TSA clears racial-profiling app for takeoff
Travelers who believe they've been targeted for their religion or race will be able to file complaints from their iPhones.
This story was updated to include a comment from TSA.
Next week, passengers will have the option to report racial or religious profiling by Transportation Security Administration screeners through an iPhone app developed by human rights advocates that, according to emails obtained by Nextgov, federal officials say they will honor as actionable complaints.
The FlyRight tool was inspired by Sikh activists' concerns that turban-wearing passengers routinely are subjected to additional screening at U.S. airports, even after they successfully passed through body scanners. The Sikh Coalition, a civil and human rights organization, created the app to more easily document the abundance of profiling. The group intends to monitor if TSA or its supervisor, the Homeland Security Department, addresses the problem.
A prototype of the program states, "FlyRight was created to provide a quick and easy way to report complaints of air travel discrimination in real time, right after an incident occurs."
Users are prompted with some questions geared specifically toward Sikhs. But the app also elicits accounts of discrimination from members of all communities who feel their rights have been violated, including Muslims, Latinos and African-Americans. Co-founder Amardeep Singh said the coalition sought feedback from the National Council of La Raza, a Hispanic advocacy group, and the National Association for the Advancement of Colored People during development.
On April 30, the app will be officially unveiled at an event in Washington hosted by The Leadership Conference on Civil and Human Rights and the Sikh Coalition.
Homeland Security officials in January critiqued screenshots of the prototype, Singh said. "To their credit, there was not one time in my correspondence with DHS that they said it wouldn't be considered as a cognizable complaint," he added.
The app walks passengers through an interactive checklist of behaviors characteristic of profiling. After completing the brief survey, users have the option of submitting their reports to the government and the coalition, or just one or the other.
The questions match, verbatim, incident report questionnaires on the official TSA and DHS websites. The two sites let users either fill out complaint forms for online submission, or send emails with the same answers to TSAExternalCompliance@dhs.gov or crcl@dhs.gov.
The coalition's app functions as an email sender. After smartphone users fill out the standard questionnaire on their phones for the government, the app sends the reports to the two email addresses, Singh said.
Jeffrey S. Blumberg, compliance branch director with the DHS Office for Civil Rights and Civil Liberties, said the app-submitted complaints sound as if they contain all the necessary information to qualify as official complaints for potential investigation, according to a November 2011 email that Nextgov reviewed.
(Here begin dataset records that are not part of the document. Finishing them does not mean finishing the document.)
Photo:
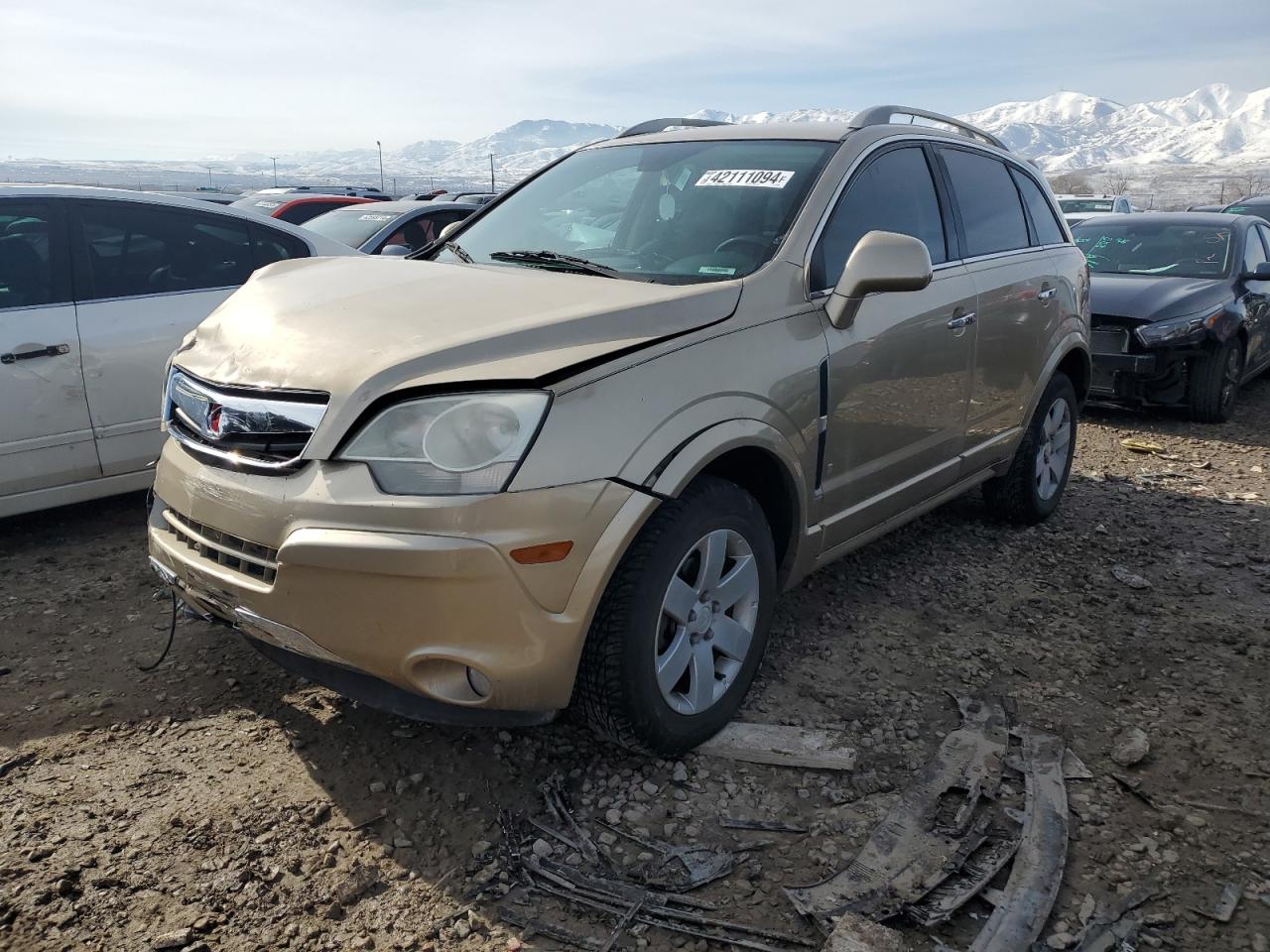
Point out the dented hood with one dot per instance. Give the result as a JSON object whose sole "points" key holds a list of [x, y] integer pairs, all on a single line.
{"points": [[358, 327]]}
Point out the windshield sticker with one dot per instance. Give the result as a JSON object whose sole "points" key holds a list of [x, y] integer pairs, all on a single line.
{"points": [[748, 178]]}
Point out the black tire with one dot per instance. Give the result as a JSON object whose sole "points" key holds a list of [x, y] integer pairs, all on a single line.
{"points": [[1214, 385], [616, 689], [1016, 497]]}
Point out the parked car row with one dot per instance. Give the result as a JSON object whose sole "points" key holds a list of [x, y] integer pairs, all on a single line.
{"points": [[572, 448], [96, 287]]}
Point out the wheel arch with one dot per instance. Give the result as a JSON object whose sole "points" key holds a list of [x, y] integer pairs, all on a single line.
{"points": [[756, 457]]}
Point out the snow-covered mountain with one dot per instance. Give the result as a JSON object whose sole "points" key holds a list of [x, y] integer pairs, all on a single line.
{"points": [[1213, 126]]}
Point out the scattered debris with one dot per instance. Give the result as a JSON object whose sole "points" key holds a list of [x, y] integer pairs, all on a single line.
{"points": [[1225, 905], [1115, 928], [1130, 747], [1134, 789], [855, 933], [730, 823], [1037, 874], [908, 855], [1128, 578], [784, 747], [1075, 769]]}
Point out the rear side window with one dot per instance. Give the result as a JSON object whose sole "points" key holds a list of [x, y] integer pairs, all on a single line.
{"points": [[304, 211], [988, 200], [136, 249], [893, 193], [1038, 206], [31, 268], [270, 245]]}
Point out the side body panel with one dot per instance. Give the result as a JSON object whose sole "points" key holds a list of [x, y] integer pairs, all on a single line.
{"points": [[898, 391]]}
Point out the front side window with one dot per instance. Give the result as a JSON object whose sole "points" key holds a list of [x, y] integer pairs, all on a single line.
{"points": [[353, 225], [1254, 253], [1142, 245], [1083, 206], [1048, 232], [270, 245], [893, 193], [137, 249], [27, 272], [675, 212], [988, 200]]}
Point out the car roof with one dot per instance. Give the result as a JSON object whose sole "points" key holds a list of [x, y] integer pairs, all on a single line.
{"points": [[404, 206], [1214, 218]]}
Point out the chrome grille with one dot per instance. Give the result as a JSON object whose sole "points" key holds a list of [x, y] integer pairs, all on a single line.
{"points": [[255, 429], [236, 553]]}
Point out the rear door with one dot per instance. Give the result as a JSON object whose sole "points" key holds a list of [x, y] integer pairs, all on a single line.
{"points": [[1017, 285], [46, 438], [146, 275], [1256, 298]]}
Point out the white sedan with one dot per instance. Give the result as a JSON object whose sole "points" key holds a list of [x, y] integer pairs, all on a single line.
{"points": [[96, 289]]}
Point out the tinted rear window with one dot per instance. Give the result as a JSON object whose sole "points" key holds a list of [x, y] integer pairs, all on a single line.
{"points": [[992, 214]]}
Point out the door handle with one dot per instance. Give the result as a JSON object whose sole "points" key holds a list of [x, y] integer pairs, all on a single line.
{"points": [[49, 350]]}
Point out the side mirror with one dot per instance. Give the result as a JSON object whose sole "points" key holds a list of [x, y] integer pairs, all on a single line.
{"points": [[881, 261]]}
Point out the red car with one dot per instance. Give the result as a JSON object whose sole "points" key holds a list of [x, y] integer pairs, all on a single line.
{"points": [[296, 209]]}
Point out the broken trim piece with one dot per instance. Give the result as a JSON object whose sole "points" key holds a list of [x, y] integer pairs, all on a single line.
{"points": [[1038, 870], [926, 834]]}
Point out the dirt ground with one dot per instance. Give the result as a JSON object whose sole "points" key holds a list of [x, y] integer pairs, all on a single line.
{"points": [[218, 802]]}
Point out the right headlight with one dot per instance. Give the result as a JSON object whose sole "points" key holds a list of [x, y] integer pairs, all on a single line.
{"points": [[467, 443]]}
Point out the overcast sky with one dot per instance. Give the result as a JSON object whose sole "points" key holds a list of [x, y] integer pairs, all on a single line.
{"points": [[143, 79]]}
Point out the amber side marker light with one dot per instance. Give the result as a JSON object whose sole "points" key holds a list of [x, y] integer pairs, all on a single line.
{"points": [[539, 555]]}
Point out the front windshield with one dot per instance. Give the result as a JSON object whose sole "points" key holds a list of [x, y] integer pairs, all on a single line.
{"points": [[353, 225], [1083, 204], [676, 212], [1155, 249]]}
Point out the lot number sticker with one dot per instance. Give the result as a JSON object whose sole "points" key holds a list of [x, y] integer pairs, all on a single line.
{"points": [[747, 178]]}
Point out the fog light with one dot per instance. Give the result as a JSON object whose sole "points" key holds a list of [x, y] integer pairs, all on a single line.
{"points": [[477, 682]]}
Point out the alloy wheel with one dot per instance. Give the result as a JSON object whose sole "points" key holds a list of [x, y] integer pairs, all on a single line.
{"points": [[706, 624], [1056, 448]]}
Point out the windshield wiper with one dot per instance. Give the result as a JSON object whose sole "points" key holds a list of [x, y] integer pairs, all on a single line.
{"points": [[452, 246], [554, 258]]}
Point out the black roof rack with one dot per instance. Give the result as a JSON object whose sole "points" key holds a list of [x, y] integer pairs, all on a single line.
{"points": [[883, 114], [644, 128]]}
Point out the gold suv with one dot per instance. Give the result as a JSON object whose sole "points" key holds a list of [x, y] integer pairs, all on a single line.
{"points": [[574, 453]]}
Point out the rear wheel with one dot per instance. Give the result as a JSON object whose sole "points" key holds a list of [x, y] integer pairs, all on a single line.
{"points": [[1214, 385], [683, 626], [1033, 486]]}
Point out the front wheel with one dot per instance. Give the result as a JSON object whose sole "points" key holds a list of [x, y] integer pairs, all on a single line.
{"points": [[1214, 384], [681, 629], [1032, 488]]}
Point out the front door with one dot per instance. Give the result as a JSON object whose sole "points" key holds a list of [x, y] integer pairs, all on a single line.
{"points": [[899, 375], [45, 433]]}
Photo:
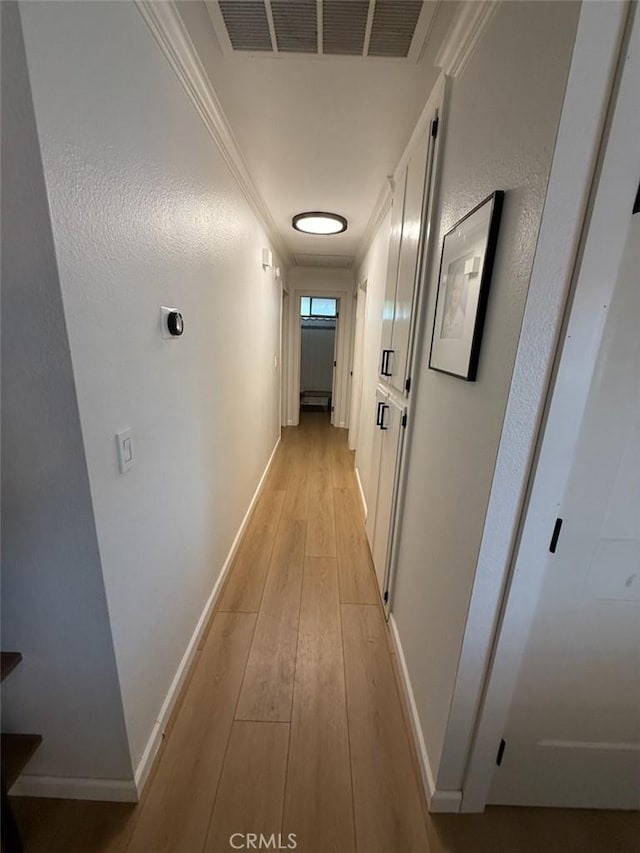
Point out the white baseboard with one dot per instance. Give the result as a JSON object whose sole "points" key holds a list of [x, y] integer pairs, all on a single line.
{"points": [[129, 790], [153, 744], [439, 801], [364, 503], [59, 787]]}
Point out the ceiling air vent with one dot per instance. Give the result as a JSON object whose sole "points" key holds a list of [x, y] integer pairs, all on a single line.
{"points": [[394, 23], [334, 261], [295, 23], [344, 27], [380, 29], [247, 24]]}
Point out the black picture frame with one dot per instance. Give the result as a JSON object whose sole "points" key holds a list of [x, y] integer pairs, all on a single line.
{"points": [[464, 277]]}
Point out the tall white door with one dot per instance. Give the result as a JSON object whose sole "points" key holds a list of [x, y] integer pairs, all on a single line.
{"points": [[414, 202], [395, 240], [390, 426], [573, 732], [374, 467]]}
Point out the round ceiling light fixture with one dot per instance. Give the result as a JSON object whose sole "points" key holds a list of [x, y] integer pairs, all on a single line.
{"points": [[318, 222]]}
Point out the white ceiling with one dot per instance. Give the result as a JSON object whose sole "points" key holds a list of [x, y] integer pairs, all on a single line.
{"points": [[319, 133]]}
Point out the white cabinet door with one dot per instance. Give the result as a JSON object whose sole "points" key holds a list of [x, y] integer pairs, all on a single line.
{"points": [[395, 238], [573, 733], [410, 244], [374, 467], [390, 427]]}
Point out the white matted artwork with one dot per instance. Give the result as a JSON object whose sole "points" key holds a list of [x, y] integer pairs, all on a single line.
{"points": [[468, 250]]}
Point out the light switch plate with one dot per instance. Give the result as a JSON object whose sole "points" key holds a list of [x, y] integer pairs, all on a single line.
{"points": [[164, 327], [124, 443]]}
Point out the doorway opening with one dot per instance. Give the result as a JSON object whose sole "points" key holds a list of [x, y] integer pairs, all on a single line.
{"points": [[318, 337]]}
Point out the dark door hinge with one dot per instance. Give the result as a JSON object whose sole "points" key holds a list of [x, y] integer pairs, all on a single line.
{"points": [[555, 535]]}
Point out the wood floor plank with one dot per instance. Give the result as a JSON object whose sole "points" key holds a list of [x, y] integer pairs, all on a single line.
{"points": [[357, 577], [268, 682], [175, 814], [278, 477], [342, 467], [321, 534], [388, 811], [318, 801], [243, 590], [251, 790], [296, 502]]}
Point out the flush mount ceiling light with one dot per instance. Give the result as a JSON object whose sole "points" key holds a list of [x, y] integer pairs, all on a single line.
{"points": [[317, 222]]}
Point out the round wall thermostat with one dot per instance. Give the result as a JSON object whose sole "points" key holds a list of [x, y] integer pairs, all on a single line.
{"points": [[175, 323]]}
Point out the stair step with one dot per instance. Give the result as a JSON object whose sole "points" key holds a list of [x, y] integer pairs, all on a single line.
{"points": [[8, 662], [16, 752]]}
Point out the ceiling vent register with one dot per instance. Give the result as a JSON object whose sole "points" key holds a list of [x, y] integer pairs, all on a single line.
{"points": [[391, 29]]}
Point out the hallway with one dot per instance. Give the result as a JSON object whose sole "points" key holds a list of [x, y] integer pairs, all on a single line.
{"points": [[295, 665], [291, 721]]}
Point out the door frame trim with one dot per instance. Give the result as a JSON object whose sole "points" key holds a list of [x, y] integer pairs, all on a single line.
{"points": [[581, 242]]}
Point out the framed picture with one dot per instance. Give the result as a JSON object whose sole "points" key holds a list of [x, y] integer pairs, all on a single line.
{"points": [[468, 250]]}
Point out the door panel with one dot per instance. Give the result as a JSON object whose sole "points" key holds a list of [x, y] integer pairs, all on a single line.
{"points": [[391, 430], [408, 261], [397, 213], [573, 732], [374, 467]]}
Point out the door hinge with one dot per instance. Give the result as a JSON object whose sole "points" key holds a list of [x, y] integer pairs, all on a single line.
{"points": [[555, 535]]}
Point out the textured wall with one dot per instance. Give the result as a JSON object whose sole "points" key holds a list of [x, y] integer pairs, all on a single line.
{"points": [[146, 213], [54, 608], [500, 133]]}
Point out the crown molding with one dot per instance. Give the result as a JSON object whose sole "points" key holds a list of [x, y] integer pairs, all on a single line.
{"points": [[378, 213], [464, 34], [169, 31]]}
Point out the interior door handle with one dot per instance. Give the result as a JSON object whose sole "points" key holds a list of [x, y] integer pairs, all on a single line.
{"points": [[382, 423]]}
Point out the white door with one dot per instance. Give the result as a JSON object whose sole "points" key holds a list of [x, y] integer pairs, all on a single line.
{"points": [[395, 239], [408, 264], [390, 426], [573, 731], [374, 467], [356, 383]]}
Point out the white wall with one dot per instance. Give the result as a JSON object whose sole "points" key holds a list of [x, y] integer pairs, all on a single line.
{"points": [[54, 608], [311, 281], [374, 270], [146, 213], [500, 131]]}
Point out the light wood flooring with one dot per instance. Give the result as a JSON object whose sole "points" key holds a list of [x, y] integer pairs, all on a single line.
{"points": [[291, 720]]}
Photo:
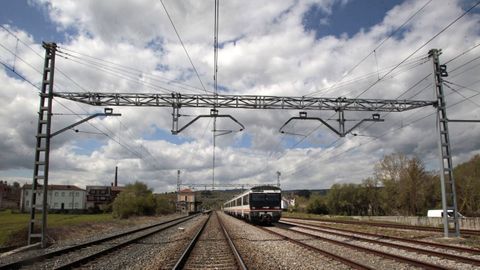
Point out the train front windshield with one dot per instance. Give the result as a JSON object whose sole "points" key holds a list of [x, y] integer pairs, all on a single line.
{"points": [[265, 199]]}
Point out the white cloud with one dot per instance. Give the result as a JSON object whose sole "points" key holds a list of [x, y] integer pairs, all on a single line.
{"points": [[266, 51]]}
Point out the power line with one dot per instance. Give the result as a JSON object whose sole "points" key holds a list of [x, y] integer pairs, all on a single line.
{"points": [[380, 44], [393, 130], [119, 75], [125, 69], [74, 82], [19, 75], [406, 91], [460, 94], [462, 53], [421, 47], [184, 48]]}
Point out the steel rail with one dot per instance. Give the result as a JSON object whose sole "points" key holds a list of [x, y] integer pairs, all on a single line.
{"points": [[386, 255], [442, 255], [186, 253], [351, 263], [408, 240], [35, 259], [390, 225], [238, 258]]}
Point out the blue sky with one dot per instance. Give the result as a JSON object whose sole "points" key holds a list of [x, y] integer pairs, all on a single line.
{"points": [[288, 48], [347, 18]]}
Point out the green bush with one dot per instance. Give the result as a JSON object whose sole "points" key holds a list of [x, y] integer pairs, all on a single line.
{"points": [[135, 200], [163, 206], [317, 205]]}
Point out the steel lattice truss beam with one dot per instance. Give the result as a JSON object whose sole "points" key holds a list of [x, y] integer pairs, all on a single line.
{"points": [[177, 100]]}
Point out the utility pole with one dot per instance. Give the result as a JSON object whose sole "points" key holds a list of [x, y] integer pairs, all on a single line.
{"points": [[115, 183], [42, 147], [178, 182], [449, 196]]}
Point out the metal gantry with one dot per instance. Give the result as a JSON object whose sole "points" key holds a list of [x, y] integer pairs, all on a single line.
{"points": [[176, 101]]}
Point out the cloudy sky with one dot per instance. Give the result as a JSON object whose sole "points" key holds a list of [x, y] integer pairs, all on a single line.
{"points": [[326, 48]]}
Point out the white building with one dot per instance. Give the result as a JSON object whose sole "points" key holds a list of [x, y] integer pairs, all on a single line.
{"points": [[60, 197]]}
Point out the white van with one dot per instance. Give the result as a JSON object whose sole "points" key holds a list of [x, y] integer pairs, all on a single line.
{"points": [[439, 213]]}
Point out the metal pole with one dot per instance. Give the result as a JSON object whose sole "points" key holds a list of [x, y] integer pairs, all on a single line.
{"points": [[449, 197]]}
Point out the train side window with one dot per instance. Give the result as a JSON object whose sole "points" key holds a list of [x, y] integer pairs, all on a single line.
{"points": [[245, 200]]}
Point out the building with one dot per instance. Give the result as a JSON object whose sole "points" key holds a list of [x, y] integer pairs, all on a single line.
{"points": [[186, 201], [59, 197], [100, 197], [287, 203], [9, 195]]}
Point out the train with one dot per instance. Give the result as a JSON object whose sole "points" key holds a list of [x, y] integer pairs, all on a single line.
{"points": [[260, 204]]}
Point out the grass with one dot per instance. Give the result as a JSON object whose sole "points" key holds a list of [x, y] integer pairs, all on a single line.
{"points": [[13, 223], [314, 216]]}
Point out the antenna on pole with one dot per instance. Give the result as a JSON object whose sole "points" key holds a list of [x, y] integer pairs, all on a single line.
{"points": [[278, 178]]}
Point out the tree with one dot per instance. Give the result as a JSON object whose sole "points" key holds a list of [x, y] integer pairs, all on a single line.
{"points": [[467, 183], [317, 205], [135, 200]]}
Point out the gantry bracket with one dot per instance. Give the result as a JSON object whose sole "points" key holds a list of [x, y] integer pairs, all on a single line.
{"points": [[341, 120], [107, 112], [213, 114]]}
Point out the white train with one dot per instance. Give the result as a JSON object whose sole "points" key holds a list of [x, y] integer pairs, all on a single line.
{"points": [[261, 204]]}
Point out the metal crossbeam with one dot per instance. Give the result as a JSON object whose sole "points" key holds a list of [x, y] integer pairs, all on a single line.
{"points": [[243, 101]]}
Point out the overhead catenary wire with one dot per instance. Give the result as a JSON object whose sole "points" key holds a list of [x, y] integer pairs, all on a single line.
{"points": [[288, 173], [380, 44], [124, 69], [183, 45], [69, 78], [330, 149], [421, 47], [126, 77], [410, 55]]}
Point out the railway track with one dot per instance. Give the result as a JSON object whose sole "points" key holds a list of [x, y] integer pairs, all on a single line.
{"points": [[431, 249], [403, 254], [93, 249], [336, 257], [302, 238], [391, 225], [211, 248], [358, 234]]}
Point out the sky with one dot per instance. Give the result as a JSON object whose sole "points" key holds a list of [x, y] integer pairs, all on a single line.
{"points": [[326, 48]]}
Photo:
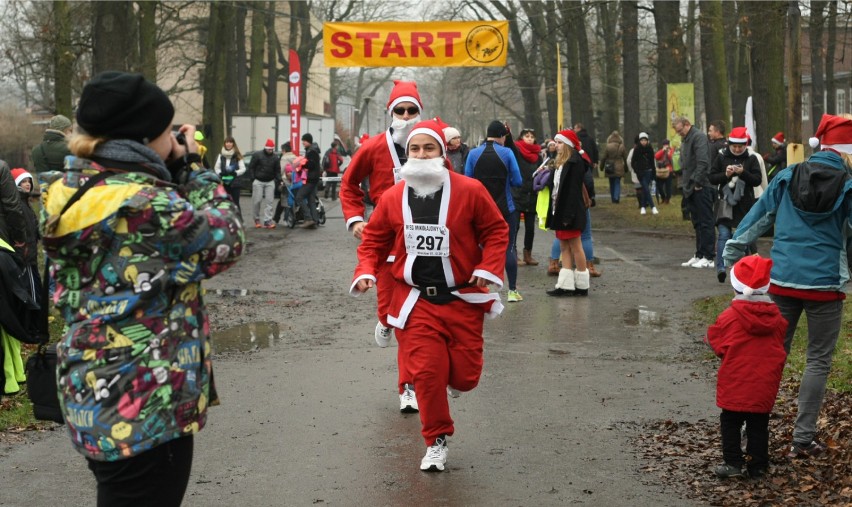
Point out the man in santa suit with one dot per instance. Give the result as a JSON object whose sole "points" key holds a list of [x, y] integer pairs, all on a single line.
{"points": [[379, 158], [450, 242]]}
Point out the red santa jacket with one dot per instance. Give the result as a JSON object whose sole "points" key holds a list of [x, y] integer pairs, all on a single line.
{"points": [[377, 159], [478, 238], [749, 337]]}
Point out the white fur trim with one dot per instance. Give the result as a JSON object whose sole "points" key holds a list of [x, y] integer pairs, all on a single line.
{"points": [[355, 293]]}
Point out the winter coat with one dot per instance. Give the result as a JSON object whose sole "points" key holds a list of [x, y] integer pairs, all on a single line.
{"points": [[810, 206], [568, 212], [134, 367], [749, 337], [12, 218], [751, 177], [266, 166], [615, 152], [50, 154], [642, 160]]}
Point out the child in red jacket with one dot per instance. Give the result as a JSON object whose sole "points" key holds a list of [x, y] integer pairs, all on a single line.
{"points": [[749, 337]]}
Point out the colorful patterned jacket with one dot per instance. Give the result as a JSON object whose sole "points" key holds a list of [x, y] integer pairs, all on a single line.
{"points": [[134, 366]]}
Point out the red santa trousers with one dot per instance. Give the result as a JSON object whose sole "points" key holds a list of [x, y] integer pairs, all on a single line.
{"points": [[442, 345]]}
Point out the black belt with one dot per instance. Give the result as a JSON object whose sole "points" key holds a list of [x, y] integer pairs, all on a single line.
{"points": [[441, 290]]}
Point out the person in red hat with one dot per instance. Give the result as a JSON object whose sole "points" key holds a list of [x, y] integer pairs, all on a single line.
{"points": [[809, 204], [567, 214], [450, 243], [749, 337], [777, 160], [266, 173], [735, 173], [379, 159]]}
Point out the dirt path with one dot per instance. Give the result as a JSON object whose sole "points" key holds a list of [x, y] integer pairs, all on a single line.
{"points": [[309, 415]]}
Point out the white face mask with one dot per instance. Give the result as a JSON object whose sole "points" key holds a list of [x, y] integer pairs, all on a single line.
{"points": [[425, 176], [401, 128]]}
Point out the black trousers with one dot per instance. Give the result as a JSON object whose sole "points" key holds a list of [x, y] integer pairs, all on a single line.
{"points": [[757, 432], [155, 478]]}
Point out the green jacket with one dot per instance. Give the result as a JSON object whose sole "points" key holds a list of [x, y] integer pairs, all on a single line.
{"points": [[50, 154]]}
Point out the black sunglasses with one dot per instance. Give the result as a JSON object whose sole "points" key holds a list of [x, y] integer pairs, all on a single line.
{"points": [[402, 110]]}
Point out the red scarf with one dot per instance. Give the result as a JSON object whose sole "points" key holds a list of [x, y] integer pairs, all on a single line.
{"points": [[530, 152]]}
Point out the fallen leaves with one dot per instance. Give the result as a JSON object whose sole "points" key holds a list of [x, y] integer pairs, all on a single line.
{"points": [[681, 455]]}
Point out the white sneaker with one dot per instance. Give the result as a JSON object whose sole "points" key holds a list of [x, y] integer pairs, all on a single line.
{"points": [[704, 263], [383, 335], [436, 456], [408, 400], [690, 262]]}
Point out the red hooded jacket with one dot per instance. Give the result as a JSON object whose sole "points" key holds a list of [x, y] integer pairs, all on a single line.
{"points": [[749, 337]]}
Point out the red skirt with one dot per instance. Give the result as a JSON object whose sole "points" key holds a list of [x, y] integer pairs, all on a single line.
{"points": [[568, 234]]}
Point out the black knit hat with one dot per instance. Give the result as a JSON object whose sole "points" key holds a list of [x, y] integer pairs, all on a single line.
{"points": [[496, 129], [118, 105]]}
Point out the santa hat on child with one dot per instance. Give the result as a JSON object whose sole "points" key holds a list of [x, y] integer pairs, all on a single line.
{"points": [[404, 91], [20, 175], [738, 135], [431, 128], [834, 133], [750, 275]]}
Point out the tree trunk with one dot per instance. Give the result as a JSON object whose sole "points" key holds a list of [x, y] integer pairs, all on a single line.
{"points": [[793, 131], [713, 65], [220, 36], [114, 37], [271, 66], [671, 57], [63, 59], [148, 39], [255, 95], [830, 48], [608, 19], [766, 22], [630, 66], [817, 22]]}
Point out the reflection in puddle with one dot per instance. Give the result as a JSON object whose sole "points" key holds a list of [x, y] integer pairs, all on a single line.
{"points": [[642, 316], [252, 336]]}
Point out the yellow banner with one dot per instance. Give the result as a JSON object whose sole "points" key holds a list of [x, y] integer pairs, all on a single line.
{"points": [[406, 44], [681, 103]]}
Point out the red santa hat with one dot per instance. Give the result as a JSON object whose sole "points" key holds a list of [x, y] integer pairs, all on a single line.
{"points": [[431, 128], [834, 133], [750, 275], [568, 137], [20, 175], [738, 135], [404, 91]]}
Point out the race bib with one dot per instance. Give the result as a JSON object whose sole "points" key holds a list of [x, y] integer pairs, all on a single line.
{"points": [[427, 240]]}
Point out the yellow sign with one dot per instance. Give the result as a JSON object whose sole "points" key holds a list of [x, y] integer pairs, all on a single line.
{"points": [[681, 103], [406, 44]]}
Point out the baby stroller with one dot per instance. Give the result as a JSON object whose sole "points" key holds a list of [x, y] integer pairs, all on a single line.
{"points": [[294, 212]]}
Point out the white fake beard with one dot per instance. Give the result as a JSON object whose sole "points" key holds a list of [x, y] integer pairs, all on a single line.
{"points": [[425, 176], [401, 129]]}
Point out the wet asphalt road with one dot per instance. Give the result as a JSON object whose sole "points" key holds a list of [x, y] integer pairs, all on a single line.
{"points": [[309, 412]]}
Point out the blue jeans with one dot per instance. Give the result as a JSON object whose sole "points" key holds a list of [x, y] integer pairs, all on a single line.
{"points": [[615, 189], [645, 178]]}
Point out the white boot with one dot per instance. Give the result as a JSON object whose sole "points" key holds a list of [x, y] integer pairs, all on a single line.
{"points": [[564, 284], [581, 281]]}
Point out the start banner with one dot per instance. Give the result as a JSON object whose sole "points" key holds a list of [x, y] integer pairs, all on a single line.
{"points": [[409, 44]]}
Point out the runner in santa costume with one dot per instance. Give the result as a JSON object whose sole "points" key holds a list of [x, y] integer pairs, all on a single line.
{"points": [[379, 159], [450, 242]]}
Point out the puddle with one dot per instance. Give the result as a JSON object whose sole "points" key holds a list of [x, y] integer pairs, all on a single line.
{"points": [[642, 316], [253, 336]]}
The coalition and DHS officials have since tested the tool to ensure it is compatible with the government's system, Singh said.
The app allows fliers to describe the type of discrimination they believe they have experienced by checking off race, religion, gender, ethnicity, nationality or disability. There is a box for identifying the airport where the event occurred, as well as noting the date and approximate time of the incident.
Users are asked to click a circle indicating whether they walked through a body scanner and, if so, were they required to go through additional screening. The form elicits details suggestive of possible discriminatory action, such as "My religious garb/clothing was patted down by a TSA official" or "My religious garb/clothing was ordered removed."
The app has space for the name and badge number of the TSA officer involved, if known. The program also points users to resources on TSA's official site that enumerate passenger rights on, for example, security screening of head coverings.
Plans are under way to launch the app soon in Google's Android Market, Singh said.
On Tuesday, TSA officials said the agency does not profile passengers on the basis of race, ethnicity or religion. "We continually engage with community organizations, including the Sikh Coalition, and individuals to help us understand unique passenger concerns and we support efforts to gather passenger feedback about the screening process," TSA spokesman Kawika Riley said in a statement. "We encourage any traveler with a concern about potential discrimination to contact TSA directly through our numerous channels of communication."
He said passengers can relay comments to a supervisor or customer support manager at the airport, submit feedback online or file a civil rights complaint with TSA.
The original story misstated the name of the FlyRights app. It has been corrected.